Une nuit, Scott a décidé de s’enlever la vie. « Je touchais le fond de l’abîme sur les plans psychologique, spirituel et physique », affirme Scott. « J’avais l’intention d’ingérer une grande quantité de pilules. Mais la crainte de brûler en enfer et de faire de la peine à mes parents une fois de plus m’a fait revenir sur ma décision. » Scott a téléphoné à son père qui est venu immédiatement lui apporter son soutien.
Les parents de Scott ont été à ses côtés pendant les 20 années où il a été aux prises avec la toxicomanie. Ils se sont renseignés autant qu’ils ont pu sur la toxicomanie dans l’intention d’aider leur fils. Alors qu’ils devaient faire face à cette situation déchirante, la culpabilité, la peur et l’angoisse les désemparaient.

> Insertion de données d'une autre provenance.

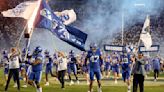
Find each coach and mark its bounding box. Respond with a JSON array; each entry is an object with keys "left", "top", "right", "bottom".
[
  {"left": 132, "top": 52, "right": 146, "bottom": 92},
  {"left": 5, "top": 47, "right": 20, "bottom": 91}
]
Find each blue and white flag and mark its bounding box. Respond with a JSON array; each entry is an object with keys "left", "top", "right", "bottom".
[
  {"left": 55, "top": 9, "right": 76, "bottom": 25},
  {"left": 2, "top": 1, "right": 38, "bottom": 20},
  {"left": 36, "top": 0, "right": 87, "bottom": 50}
]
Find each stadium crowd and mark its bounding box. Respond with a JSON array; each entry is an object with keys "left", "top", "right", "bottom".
[{"left": 0, "top": 43, "right": 164, "bottom": 92}]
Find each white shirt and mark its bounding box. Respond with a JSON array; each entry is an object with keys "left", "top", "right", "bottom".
[
  {"left": 9, "top": 56, "right": 19, "bottom": 69},
  {"left": 57, "top": 57, "right": 68, "bottom": 71}
]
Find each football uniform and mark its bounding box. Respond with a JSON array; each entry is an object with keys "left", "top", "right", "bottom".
[
  {"left": 104, "top": 56, "right": 111, "bottom": 71},
  {"left": 45, "top": 55, "right": 53, "bottom": 74},
  {"left": 29, "top": 54, "right": 43, "bottom": 82},
  {"left": 87, "top": 49, "right": 103, "bottom": 81},
  {"left": 112, "top": 56, "right": 120, "bottom": 74},
  {"left": 121, "top": 56, "right": 131, "bottom": 81},
  {"left": 67, "top": 55, "right": 77, "bottom": 74}
]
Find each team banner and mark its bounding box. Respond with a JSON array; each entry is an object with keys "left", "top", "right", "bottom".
[
  {"left": 104, "top": 44, "right": 125, "bottom": 52},
  {"left": 139, "top": 45, "right": 160, "bottom": 52}
]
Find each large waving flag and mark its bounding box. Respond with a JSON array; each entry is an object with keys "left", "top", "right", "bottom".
[
  {"left": 140, "top": 15, "right": 152, "bottom": 49},
  {"left": 36, "top": 0, "right": 87, "bottom": 50},
  {"left": 2, "top": 0, "right": 87, "bottom": 50},
  {"left": 55, "top": 9, "right": 76, "bottom": 25},
  {"left": 36, "top": 0, "right": 87, "bottom": 50}
]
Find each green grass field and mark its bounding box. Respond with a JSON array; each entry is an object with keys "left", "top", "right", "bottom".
[{"left": 0, "top": 69, "right": 164, "bottom": 92}]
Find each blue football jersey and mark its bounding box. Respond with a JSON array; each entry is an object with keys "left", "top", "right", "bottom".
[
  {"left": 121, "top": 57, "right": 131, "bottom": 72},
  {"left": 32, "top": 54, "right": 43, "bottom": 72},
  {"left": 45, "top": 55, "right": 53, "bottom": 68},
  {"left": 87, "top": 49, "right": 102, "bottom": 71}
]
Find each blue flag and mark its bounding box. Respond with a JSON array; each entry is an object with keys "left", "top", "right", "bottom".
[{"left": 36, "top": 0, "right": 87, "bottom": 51}]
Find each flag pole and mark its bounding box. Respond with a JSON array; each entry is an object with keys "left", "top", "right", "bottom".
[{"left": 16, "top": 23, "right": 27, "bottom": 47}]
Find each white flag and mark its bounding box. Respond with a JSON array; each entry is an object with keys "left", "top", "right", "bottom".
[
  {"left": 140, "top": 15, "right": 152, "bottom": 50},
  {"left": 55, "top": 9, "right": 76, "bottom": 25},
  {"left": 2, "top": 1, "right": 38, "bottom": 19}
]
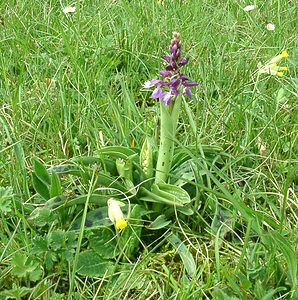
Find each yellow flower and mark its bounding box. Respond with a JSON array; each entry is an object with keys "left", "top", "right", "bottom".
[
  {"left": 258, "top": 50, "right": 289, "bottom": 77},
  {"left": 108, "top": 198, "right": 127, "bottom": 230},
  {"left": 63, "top": 6, "right": 76, "bottom": 14}
]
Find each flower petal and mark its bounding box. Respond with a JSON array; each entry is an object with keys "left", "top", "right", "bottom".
[
  {"left": 184, "top": 88, "right": 192, "bottom": 99},
  {"left": 159, "top": 70, "right": 172, "bottom": 77},
  {"left": 161, "top": 92, "right": 172, "bottom": 105},
  {"left": 163, "top": 55, "right": 171, "bottom": 62},
  {"left": 151, "top": 87, "right": 163, "bottom": 99},
  {"left": 180, "top": 57, "right": 189, "bottom": 66},
  {"left": 182, "top": 81, "right": 199, "bottom": 87},
  {"left": 143, "top": 80, "right": 154, "bottom": 89},
  {"left": 170, "top": 79, "right": 180, "bottom": 88}
]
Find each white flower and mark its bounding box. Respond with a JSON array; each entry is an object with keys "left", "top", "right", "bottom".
[
  {"left": 243, "top": 5, "right": 256, "bottom": 11},
  {"left": 258, "top": 50, "right": 289, "bottom": 77},
  {"left": 266, "top": 23, "right": 275, "bottom": 31},
  {"left": 63, "top": 6, "right": 77, "bottom": 14},
  {"left": 108, "top": 198, "right": 127, "bottom": 229}
]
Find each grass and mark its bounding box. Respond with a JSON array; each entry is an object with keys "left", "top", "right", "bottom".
[{"left": 0, "top": 0, "right": 298, "bottom": 299}]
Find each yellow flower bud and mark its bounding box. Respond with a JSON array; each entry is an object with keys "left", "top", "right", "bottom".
[
  {"left": 281, "top": 50, "right": 289, "bottom": 58},
  {"left": 108, "top": 198, "right": 127, "bottom": 230}
]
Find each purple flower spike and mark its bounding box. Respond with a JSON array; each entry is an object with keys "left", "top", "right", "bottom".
[
  {"left": 144, "top": 32, "right": 198, "bottom": 105},
  {"left": 159, "top": 70, "right": 172, "bottom": 77},
  {"left": 183, "top": 81, "right": 199, "bottom": 87},
  {"left": 185, "top": 88, "right": 192, "bottom": 99},
  {"left": 163, "top": 55, "right": 171, "bottom": 62},
  {"left": 151, "top": 87, "right": 163, "bottom": 99},
  {"left": 180, "top": 57, "right": 189, "bottom": 66},
  {"left": 161, "top": 92, "right": 172, "bottom": 105}
]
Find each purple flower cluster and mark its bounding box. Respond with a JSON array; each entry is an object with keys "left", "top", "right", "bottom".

Le centre Hope Acres de l’Armée du Salut
Scott a essayé de se guérir de sa dépendance aux psychotropes à l’aide de programmes de traitement à court terme, mais son obsession des drogues lui a occasionné plusieurs rechutes. En 2006, Scott a été envoyé au centre de traitement de la toxicomanie et de réadaptation Hope Acres de l’Armée du Salut à Glencairn, en Ontario.
Au centre Hope Acres, des hommes toxicomanes qui ne sont plus maîtres de leur vie sur les plans social, psychologique ou spirituel peuvent prendre un nouveau départ. Le programme de traitement en établissement, d’une durée de six mois, redonne espoir chaque année à des milliers d’hommes aux prises avec des souffrances physiques, la culpabilité et le désespoir.
Quelques mois après avoir terminé ce programme, Scott a sombré de nouveau dans l’alcool et les drogues. « Je croyais avoir retrouvé la maîtrise de moi-même », déclare Scott. « Mes amis étaient toxicomanes, et j’ai rapidement refait des choix malsains. »
Plus d’un an plus tard, Scott est retourné au centre Hope Acres. Il en est sorti officiellement le 22 janvier 2008 et a reconnu que le véritable défi de guérison était encore devant lui.
Aujourd’hui âgé de 34 ans, Scott raconte son histoire à d’autres toxicomanes, ce qui lui permet de demeurer en contact avec son important réseau de soutien, formé de mentors, de groupes de discussion, de sa famille et de l’autorité suprême.
« J’étais un toxicomane invétéré. Maintenant, je travaille dur pour rester sobre, et je m’accroche à l’espoir », conclut Scott.